Another scenario in which a tip is not expected is when there is a very small pot.

Say, for example, you raise pre-flop in early position and the action is folded around to everyone. The very tiny pot you have just won (your bet plus the small and big blinds, minus the house rake), does not call for a dealer tip. You’re welcome to throw a $1 to the dealer of course, but it is not expected.

Please also note that only the winners of a pot usually tip. The player who has lot a pot is never expected to tip. You newbies to live casino poker should also know that you are free to tip with either chips from the pot, or with cash from your wallet. However for the most part, tipping a poker dealer is done with chips won from a pot.

One situation in which you are not in a pot, but still may want to tip is when the dealer is leaving their “down,” or their time at the table. When either you, or dealer, are leaving, you may want to give them a tip. This is out of the ordinary, but not unheard of. I’ve been known to do it after several large pots (or several large beers). If the cards have been especially good to you, or you’ve had a good rapport with a nice, competent and friendly dealer, it’s an added bonus to give them a dollar or two when either of you leaves the table.

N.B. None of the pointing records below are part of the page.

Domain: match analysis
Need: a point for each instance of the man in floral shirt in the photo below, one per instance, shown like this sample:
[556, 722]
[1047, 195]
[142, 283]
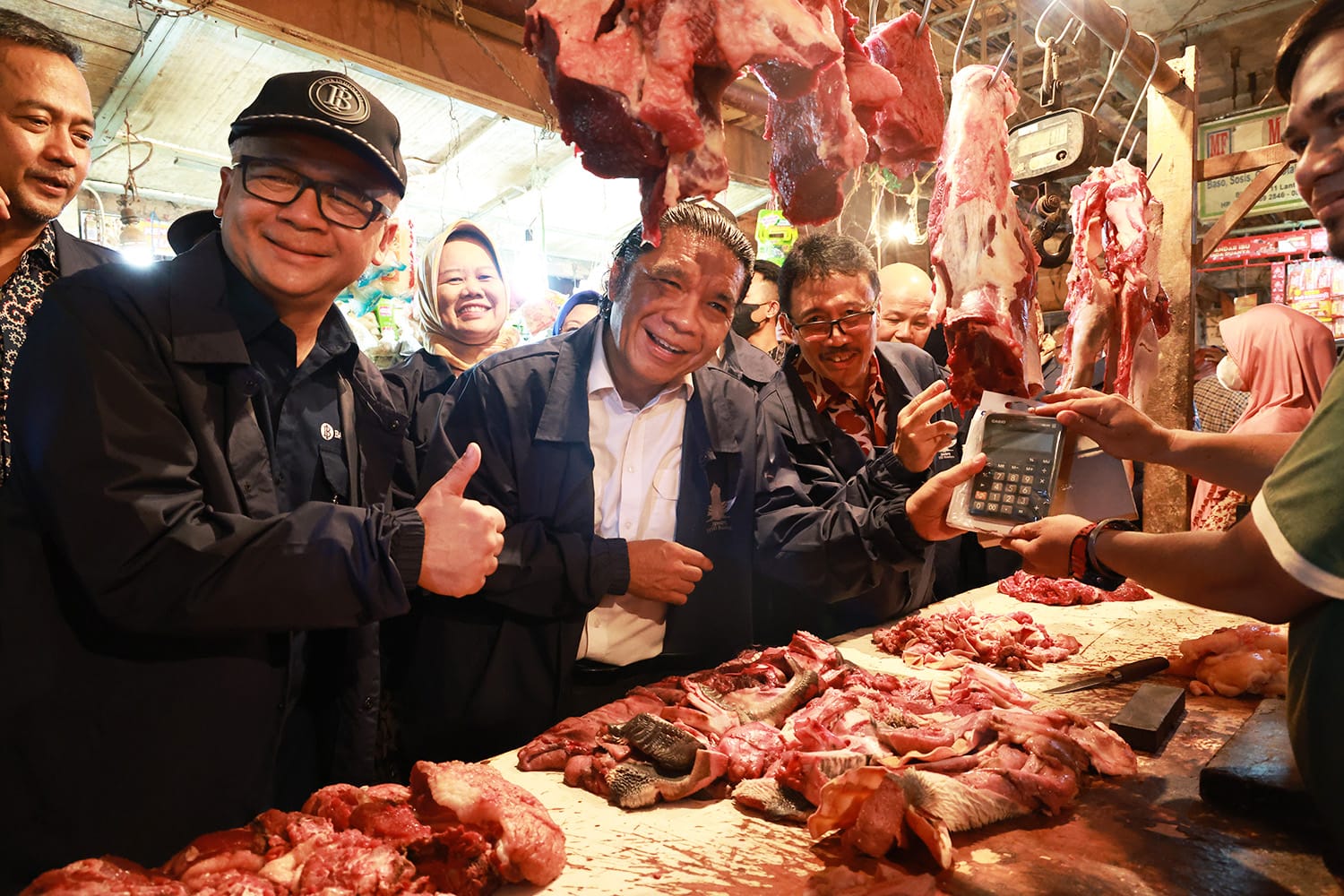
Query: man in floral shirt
[46, 125]
[847, 401]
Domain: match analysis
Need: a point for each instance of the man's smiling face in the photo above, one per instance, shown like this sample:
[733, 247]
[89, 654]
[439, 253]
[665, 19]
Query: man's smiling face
[671, 309]
[1314, 134]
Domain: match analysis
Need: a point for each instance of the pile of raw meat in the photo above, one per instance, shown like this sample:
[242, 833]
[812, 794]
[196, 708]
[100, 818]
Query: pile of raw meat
[953, 638]
[800, 735]
[1116, 303]
[639, 86]
[1064, 592]
[983, 261]
[460, 828]
[1250, 659]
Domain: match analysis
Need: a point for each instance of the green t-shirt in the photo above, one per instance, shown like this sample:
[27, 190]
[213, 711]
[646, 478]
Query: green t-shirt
[1301, 514]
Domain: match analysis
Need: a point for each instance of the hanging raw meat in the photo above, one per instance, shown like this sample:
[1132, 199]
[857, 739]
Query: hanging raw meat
[986, 284]
[1116, 303]
[814, 139]
[910, 131]
[637, 83]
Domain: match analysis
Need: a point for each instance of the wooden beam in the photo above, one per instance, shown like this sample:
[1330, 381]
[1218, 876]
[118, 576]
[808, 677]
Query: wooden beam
[1236, 163]
[1242, 204]
[1107, 24]
[1172, 120]
[473, 64]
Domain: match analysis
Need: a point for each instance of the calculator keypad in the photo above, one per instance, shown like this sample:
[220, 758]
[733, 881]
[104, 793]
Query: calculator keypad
[1013, 490]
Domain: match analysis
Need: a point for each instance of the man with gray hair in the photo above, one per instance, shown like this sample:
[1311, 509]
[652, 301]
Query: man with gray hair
[46, 126]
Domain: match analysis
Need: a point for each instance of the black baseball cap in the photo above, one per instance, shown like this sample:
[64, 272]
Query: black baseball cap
[330, 105]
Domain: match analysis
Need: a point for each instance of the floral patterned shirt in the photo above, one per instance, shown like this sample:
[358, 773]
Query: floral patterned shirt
[865, 421]
[19, 298]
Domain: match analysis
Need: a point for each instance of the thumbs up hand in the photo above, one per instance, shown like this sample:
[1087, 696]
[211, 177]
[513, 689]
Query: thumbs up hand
[462, 538]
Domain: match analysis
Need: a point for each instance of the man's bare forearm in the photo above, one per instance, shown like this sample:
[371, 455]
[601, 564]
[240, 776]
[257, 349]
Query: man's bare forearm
[1234, 460]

This is the point where tightwad grumps, or an occasional wannabe pro trying to make a living as a professional poker player begins to complain that tipping makes the game unbeatable and is not profitable for the long term.

Maybe. Maybe not. But if that’s your nitty attitude, you’d be better off playing online at home in your underwear with the other anti-social losers, where there are lower rakes, no tipping, and none of that pesky interaction with fellow members of the human race. Oh, and by the way, if a $1 tip is going to have a noticeable impact on your yearly income, you are in the wrong profession.

Playing poker in a casino means mingling and becoming social with other people, (and is more fun by the way). For the vast majority of us, poker is not our vocation, nor should the question of the negative expected value of tipping be factored into the thinking of players like me, who will be seated in a poker game only a few times a year.

Tipping rewards competence. We need to have good, sound, professional dealers running our poker games, otherwise it slows down the game, creates a atmosphere where there is confusion and many mistakes, and just generally makes the who experience much less enjoyable.

So enjoy your poker game. Hopefully you will win pot after pot. And when you do, please be sure to remember to tip your dealer. They deserve it.